Голос храброго Ибрагима дрожит, речь его неровно перебивается словно спазмами гортани, и он, много раз глядевший в глаза смерти, выросший в боях и на охоте, дрожит при ночном окрике горной совы.
— Аллах енарль эш-шайтан (Господь, прокляни этого дьявола)! — восклицает дальше Ибрагим, подымая к звездам правую руку и словно сводя с неба божественную силу на оскверненную присутствием дьявола землю.
Замолкла, наконец, сова, но адский хохот ее еще долго раздается в ухе, и оно невольно прислушивается, словно ловя звуки сладкой мелодии… Для бродяги лесного, привыкшего к звукам леса, ночной окрик совы, неясыти и филинов не звучит так дико, как для уха пришельца, и он может внимать им без содрогания, вслушиваясь в переходы тонов, тембра и такта этой музыки, от которой у новичка холодеет сердце, и волос становится дыбом. Но я знавал старых охотников, проведших полжизни в лесу, достаточно наслушавшихся звуков» лесной чащи, находивших наслаждениe в заунывном вое волков и не могших слушать без содрогания стонущих, хохочущих сов в светлые апрельские и майские ночи. Иллюзия слишком сильна, и надо много усилий, чтоб от нее освободиться; одного знания происхождения звуков тут недостаточно.
Всесильная любовь вызывает и эти ужасные крики, как извлекает из майского соловья волшебную чарующую песнь, серебристые и малиновые трели; лесной бродяга знает это, и вслушиваясь в ночные окрики сов, не сжимает приклада своей винтовки, а с чувством, понятным ему одному, и в ужасном находить прекрасное, поэзию, жизнь.
Замолчала сова, и лесная глушь, казалось, замерла совсем, кони пошли еще осторожнее и тише, спугивая из-под ног каких-то маленьких птичек, вылетавших с криками ужаса со своих насиженных гнездовищ; порой, как вкопанный, останавливается борзый конь, отдавшись назад и бережно семеня передними ногами; легкий ударь хлыста, и он перескакивает чрез гордо выпрямившуюся из своих колец черную змейку, остановившую его осторожный бег.
Было далеко за полночь, когда мы подъехали к жалкой куббе, лесной хижине Исафета, старого охотника и друга моего Ибрагима. Обитатель ее давно покоился сном праведного, когда подъехали его гости, не смущаясь ни стонами сов, ни раздававшимися порой в ночной тишине криками шакалов, которые, вероятно, еще лучше усыпляли старого охотника-полесовщика.

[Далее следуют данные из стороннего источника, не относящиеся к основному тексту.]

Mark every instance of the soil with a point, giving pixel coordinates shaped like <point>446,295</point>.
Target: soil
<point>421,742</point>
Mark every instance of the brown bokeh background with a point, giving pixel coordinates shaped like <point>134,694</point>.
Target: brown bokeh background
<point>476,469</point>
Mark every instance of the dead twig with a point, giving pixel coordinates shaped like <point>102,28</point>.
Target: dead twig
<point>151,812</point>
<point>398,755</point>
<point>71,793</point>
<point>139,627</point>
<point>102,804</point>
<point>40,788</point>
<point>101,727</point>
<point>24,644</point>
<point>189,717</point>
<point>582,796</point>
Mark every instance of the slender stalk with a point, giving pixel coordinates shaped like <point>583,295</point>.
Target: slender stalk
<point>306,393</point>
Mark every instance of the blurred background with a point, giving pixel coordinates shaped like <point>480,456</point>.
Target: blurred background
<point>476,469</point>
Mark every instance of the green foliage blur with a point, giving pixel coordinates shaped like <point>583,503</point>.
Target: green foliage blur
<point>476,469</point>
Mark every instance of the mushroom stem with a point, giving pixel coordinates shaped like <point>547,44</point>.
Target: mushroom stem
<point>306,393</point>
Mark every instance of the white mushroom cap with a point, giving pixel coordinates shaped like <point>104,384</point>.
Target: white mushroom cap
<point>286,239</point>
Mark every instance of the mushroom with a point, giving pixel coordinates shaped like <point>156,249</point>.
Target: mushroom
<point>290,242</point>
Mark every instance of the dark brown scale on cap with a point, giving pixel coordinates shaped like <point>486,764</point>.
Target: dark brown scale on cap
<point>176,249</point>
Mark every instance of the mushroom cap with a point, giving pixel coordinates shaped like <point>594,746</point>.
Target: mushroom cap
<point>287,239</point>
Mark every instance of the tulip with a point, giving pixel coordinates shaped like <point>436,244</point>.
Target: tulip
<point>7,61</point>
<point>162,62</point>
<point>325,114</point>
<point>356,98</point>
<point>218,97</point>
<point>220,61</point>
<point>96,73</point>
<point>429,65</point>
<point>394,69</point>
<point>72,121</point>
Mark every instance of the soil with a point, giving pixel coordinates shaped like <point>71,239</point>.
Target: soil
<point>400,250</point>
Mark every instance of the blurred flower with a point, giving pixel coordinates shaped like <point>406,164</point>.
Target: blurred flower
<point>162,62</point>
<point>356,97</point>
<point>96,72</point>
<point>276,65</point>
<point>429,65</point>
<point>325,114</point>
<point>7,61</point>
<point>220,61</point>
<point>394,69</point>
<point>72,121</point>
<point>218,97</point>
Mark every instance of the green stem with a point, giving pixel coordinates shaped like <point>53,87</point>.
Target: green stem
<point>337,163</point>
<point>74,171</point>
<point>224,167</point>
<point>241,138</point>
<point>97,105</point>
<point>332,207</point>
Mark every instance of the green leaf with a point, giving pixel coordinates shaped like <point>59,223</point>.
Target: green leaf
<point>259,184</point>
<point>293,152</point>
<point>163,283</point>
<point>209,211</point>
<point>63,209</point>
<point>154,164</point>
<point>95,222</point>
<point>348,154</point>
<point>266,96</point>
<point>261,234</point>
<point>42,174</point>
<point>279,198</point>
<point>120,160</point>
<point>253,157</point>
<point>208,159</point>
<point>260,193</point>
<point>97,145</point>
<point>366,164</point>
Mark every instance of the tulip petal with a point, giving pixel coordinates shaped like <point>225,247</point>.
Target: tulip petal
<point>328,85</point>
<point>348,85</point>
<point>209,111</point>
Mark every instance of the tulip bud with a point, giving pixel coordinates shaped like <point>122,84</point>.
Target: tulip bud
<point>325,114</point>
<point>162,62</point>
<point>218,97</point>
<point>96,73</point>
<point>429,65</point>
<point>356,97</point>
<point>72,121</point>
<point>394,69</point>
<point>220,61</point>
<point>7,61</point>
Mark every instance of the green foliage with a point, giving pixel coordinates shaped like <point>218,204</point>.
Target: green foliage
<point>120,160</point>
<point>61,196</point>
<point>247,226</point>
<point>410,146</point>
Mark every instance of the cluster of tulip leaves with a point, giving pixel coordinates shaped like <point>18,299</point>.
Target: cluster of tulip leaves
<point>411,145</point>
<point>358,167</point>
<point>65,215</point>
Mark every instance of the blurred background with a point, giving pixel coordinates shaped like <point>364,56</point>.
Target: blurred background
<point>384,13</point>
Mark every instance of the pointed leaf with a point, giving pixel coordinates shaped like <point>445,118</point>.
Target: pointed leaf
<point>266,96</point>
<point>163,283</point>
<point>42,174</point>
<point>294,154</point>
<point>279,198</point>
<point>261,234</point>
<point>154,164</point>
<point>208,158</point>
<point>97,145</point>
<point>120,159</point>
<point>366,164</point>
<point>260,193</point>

Не хитрая кубба у старого Исафета; сам он ее выстроил, сам в ней только и живет, хотя всякому путнику найдется в ней уголок, кусок верблюжьего войлока для постели, горсть фиников и кружка воды. Зная это, Ибрагим прямо и вез меня к Исафету, своему другу и товарищу по охоте.
Лесной бродяга спит в лесу воробьиным сном, так сказать, слыша, видя и ощущая, что творится вокруг него; он успел выработать себе особый род сна, в котором, подобно сомнамбуле или лунатику, хотя и спит, но примечает все и не дает захватить себя врасплох. Скорее промчишься с шумом и гамом на коне мимо него или выстрелишь над самым ухом, чем подкрадешься ползком или бархатными шагами к прикурнувшему воробьиным сном человеку, привыкшему ночевать в лесу.
Разумеется, и наш визит к куббе Исафета не был для него неожиданностью: он, быть может, за полверсты услыхал во сне топот наших бегунов, непривычный для уха звук к лесу. С длинною кремневою винтовкой в руке, с широким ятаганом за поясом, вылез из-за кактусовой ограды Исафет, стараясь всмотреться попристальнее в своих гостей. Знакомый голос Ибрагима вывел его из сомнений, и ласковое «мархабкум» (добро пожаловать) относилось столько же ко мне, как и к другу Исафета. У старого охотника не было даже чем осветиться, и моя свеча, находившаяся в походной сумке, пригодилась, как нельзя более кстати. Подкрепившись козьим молоком, куском только что убитой утром дичи и финиками, мы улеглись на своих одеждах. Крепок был мой сон, после шестнадцати часового перехода на коне, в этой куббе, выстроенной из пробкового дуба!
Когда я проснулся на утро, старый Исафет уже кипятил для нас в миниатюрной посудине кофе, — страшная роскошь для сурового охотника, который позволял себе делать это только для дорогих гостей. Маленькая лесная хижина Исафета была уютным пристанищем, лучше которого я не мог желать, чтобы немного поохотиться на новую для северного охотника дичь, тем более, что наш хозяин жил в самом сердце лесной дебри и внутри своей жалкой хижины слышал нередко хрюканье пантеры и громовые раскаты варварийского льва.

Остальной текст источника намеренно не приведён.